Personal information
- Born: 26 December 1986 (age 39) Camposampiero, Italy

Sport
- Country: Italy
- Sport: Archery
- Event: Compound bow
- Club: A.S.D. Arcieri Decumanus Maximus - Italian National Team

Medal record
Women's Archery
Representing Italy
World Archery 3D Championships
| Gold medal – first place | 2022 Terni (ITA) | Individual |
| Bronze medal – third place | 2024 Mokrice (SLO) | Individual |
European Archery 3D Championships
| Bronze medal – third place | 2025 Divcibare (SRB) | Individual |
HDH IAA European 3D Archery Championships
| Silver medal – second place | Spišské Vlachy (SLO) 2025 | individual |
Italian Championships FITARCO
| Gold medal – first place | Lago Laceno (AV) 2018 | individual |
| Silver medal – second place | Finale Ligure (SV) 2019 | individual |
| Gold medal – first place | Lago Laceno (AV) 2021 | individual |
| Gold medal – first place | San Vero Milis (OR) 2022 | individual |
| Bronze medal – third place | Cuglieri -Torre del Pozzo (OR) 2024 | individual |
| Silver medal – second place | Polino (TR) 2025 | individual |
Italian Field Archery Championships FIDASC
| Gold medal – first place | Castellarano (RE) 2022 | individual |
| Silver medal – second place | Castel di Sangro (AQ) 2023 | Woman's Team |
| Silver medal – second place | Schilpario (BG) 2024 | individual |

= Elisa Baldo =

Italian archer (born 1986)

Elisa Baldo (Camposampiero, 26 December 1986) is an Italian archer who competes in compound bow archery.

== Biography ==
Baldo began competing at the regional level in 2008, and in 2018 she won her first Italian 3D Championship, organized by FITARCO in Lago Laceno (AV).
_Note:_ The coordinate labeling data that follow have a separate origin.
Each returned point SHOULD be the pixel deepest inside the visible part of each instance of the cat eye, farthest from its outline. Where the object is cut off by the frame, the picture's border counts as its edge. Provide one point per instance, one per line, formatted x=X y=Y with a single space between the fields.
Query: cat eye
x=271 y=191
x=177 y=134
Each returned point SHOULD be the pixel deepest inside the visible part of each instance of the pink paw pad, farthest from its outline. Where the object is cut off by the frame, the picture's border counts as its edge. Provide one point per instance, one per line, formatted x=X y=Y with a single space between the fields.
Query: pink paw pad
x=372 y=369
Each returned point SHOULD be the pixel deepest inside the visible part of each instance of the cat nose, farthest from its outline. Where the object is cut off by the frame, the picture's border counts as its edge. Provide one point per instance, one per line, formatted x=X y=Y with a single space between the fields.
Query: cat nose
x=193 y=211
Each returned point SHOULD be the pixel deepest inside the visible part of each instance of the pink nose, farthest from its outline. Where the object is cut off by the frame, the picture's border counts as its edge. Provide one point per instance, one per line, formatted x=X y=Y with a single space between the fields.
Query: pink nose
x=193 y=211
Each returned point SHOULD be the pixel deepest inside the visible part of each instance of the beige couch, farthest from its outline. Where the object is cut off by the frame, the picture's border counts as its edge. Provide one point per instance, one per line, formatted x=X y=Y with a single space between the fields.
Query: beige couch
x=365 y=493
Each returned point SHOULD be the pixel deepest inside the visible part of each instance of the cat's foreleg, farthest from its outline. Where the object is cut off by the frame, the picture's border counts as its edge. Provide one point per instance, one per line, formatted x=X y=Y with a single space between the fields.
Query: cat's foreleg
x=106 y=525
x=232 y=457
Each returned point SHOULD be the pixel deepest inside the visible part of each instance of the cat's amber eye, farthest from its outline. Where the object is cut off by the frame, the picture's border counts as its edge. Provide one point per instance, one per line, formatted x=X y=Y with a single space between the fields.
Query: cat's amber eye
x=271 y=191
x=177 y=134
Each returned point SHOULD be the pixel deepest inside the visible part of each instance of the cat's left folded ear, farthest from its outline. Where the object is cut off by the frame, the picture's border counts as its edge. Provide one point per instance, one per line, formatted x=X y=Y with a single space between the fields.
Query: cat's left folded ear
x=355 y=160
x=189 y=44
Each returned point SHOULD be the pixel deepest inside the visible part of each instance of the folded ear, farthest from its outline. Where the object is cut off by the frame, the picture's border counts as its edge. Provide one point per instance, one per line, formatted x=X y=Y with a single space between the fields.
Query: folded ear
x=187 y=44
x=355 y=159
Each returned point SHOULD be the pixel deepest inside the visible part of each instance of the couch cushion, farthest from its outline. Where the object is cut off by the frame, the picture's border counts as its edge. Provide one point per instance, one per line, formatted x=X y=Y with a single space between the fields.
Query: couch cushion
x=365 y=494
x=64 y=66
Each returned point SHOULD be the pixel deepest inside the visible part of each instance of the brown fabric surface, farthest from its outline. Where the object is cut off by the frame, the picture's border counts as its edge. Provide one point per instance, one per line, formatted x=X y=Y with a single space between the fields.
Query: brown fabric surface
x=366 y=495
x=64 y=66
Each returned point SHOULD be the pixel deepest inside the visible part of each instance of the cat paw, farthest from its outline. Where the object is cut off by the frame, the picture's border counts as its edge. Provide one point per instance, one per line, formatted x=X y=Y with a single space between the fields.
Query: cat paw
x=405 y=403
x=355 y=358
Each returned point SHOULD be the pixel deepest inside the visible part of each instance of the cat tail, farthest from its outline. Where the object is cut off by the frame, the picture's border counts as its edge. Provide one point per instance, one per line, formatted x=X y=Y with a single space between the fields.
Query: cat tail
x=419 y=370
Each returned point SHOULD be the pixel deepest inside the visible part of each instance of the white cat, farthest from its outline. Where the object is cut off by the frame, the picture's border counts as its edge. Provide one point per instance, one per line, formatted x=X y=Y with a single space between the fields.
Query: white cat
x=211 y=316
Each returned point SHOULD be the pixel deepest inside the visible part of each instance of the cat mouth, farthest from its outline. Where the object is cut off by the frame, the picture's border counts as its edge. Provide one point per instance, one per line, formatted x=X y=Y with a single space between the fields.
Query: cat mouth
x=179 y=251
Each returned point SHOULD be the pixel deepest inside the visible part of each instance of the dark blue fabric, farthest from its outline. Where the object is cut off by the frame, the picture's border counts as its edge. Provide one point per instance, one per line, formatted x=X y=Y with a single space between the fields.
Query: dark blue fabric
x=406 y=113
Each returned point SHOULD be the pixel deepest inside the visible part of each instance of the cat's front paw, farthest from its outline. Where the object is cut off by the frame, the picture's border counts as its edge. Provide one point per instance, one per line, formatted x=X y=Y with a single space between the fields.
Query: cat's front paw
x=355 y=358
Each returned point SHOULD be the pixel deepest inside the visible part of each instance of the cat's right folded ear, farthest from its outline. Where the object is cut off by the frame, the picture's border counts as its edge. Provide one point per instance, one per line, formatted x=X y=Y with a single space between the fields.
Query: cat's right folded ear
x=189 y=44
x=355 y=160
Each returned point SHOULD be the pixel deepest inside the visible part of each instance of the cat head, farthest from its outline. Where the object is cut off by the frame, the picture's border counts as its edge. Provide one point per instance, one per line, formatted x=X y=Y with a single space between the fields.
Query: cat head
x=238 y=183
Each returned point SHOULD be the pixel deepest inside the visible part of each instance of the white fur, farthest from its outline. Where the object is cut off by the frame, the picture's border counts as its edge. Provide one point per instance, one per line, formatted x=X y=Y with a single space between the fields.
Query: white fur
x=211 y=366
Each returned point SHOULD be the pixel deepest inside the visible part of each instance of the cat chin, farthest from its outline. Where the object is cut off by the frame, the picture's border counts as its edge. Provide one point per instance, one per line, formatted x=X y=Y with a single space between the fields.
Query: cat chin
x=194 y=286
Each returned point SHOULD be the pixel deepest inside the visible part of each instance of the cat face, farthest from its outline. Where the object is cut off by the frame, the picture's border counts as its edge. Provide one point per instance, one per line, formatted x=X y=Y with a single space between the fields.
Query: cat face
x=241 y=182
She won again in 2021. She also participated in the Italian Field Archery Championships, where she won a gold medal in 2022 and a silver medal the following year.

In the 2022 World Archery 3D Championships in Terni she won a gold medal in the individual event, while in 2024 in Mokrice she won a bronze.

In 2025 she participated in the European Archery 3D Championships in Divčibare, Serbia, where she won bronze in the individual Compound Bow category.